Although the Lord's response of reminding me of my own brokenness and specifically my brokenness of withdrawing was penetrating, I continued to beg the Lord for him to make me the one in the hospital bed instead of Karis. I wanted to trade places with her so she could be completely healthy and I could die. Then, it was as if the Spirit was saying to me, "You can't trade places with her." My thoughts immediately went to Calvary and I saw Jesus on the cross taking my place as my substitute. In Karis' innocent suffering in that bed, I saw somewhat of a parallel. For clarification, Katie and I both recognize that Karis is guilty of original sin and counted as a sinner because Adam is her father. To our knowledge, however, she has never committed any actual sin (though we do not know her thoughts). Those theological caveats aside, even as a sinner, Karis is still innocent of this particular disease. There was no particular actual sin that she committed that brought this disease on her. Thus, in that way her suffering is innocent. And through the glimpse of my daughter's innocent suffering I caught a glimpse of the truly innocent suffering of the sinless Son of God who suffered in my place for my sin. I couldn't trade places with Karis because ultimately a greater healing than Karis' healing needs to take place in my heart and in Katie's and this healing can only come through the suffering of my daughter. Further, my next question of "Why my daughter" was halted by the Lord's immediate response of, "Why my Son?" I stood in awe.

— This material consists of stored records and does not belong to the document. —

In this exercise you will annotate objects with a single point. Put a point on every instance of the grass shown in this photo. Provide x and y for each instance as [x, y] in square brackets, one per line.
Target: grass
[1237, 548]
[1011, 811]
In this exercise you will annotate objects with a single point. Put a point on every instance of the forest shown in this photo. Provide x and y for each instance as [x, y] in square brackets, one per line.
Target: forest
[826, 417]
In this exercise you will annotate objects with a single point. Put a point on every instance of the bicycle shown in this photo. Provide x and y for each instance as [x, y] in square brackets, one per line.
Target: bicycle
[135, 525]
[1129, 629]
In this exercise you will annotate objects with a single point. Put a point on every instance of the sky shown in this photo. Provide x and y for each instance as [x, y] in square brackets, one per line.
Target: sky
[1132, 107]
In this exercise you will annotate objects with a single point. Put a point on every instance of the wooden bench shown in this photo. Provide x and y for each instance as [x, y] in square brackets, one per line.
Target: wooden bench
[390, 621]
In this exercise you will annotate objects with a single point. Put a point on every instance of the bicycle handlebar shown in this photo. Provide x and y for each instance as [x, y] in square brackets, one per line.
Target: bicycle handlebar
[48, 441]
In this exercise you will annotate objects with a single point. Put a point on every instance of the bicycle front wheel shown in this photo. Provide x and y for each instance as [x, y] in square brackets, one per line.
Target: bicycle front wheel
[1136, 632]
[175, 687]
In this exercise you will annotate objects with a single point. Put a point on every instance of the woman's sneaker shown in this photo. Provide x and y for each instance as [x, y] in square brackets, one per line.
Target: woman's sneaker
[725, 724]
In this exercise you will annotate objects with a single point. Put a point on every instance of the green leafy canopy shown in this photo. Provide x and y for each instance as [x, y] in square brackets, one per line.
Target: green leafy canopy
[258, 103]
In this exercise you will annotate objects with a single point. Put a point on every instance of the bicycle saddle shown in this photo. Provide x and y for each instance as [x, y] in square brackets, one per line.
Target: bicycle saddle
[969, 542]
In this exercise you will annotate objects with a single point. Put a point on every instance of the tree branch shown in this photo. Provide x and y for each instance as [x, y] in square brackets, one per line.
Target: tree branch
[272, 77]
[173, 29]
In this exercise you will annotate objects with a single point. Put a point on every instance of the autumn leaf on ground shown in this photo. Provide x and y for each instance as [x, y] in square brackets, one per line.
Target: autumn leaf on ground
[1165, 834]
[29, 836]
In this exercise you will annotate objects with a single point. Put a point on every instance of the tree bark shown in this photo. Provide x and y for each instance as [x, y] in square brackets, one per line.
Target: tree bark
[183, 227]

At the end of this two hour vigil, Karis coughed. Twice. Two whooping coughs that she initiated all on her own. I wept tears of joy. I composed myself and called Katie to tell her the good news. She had just been praying on the phone with Anna Grantham for Karis to cough and as soon as I called Katie hung up with her friend and heard the news. She began to cry; I began to cry. Even our darkest darkness has its reprieve and Jesus never lets us ascend all the way to Golgotha because he ascended for us.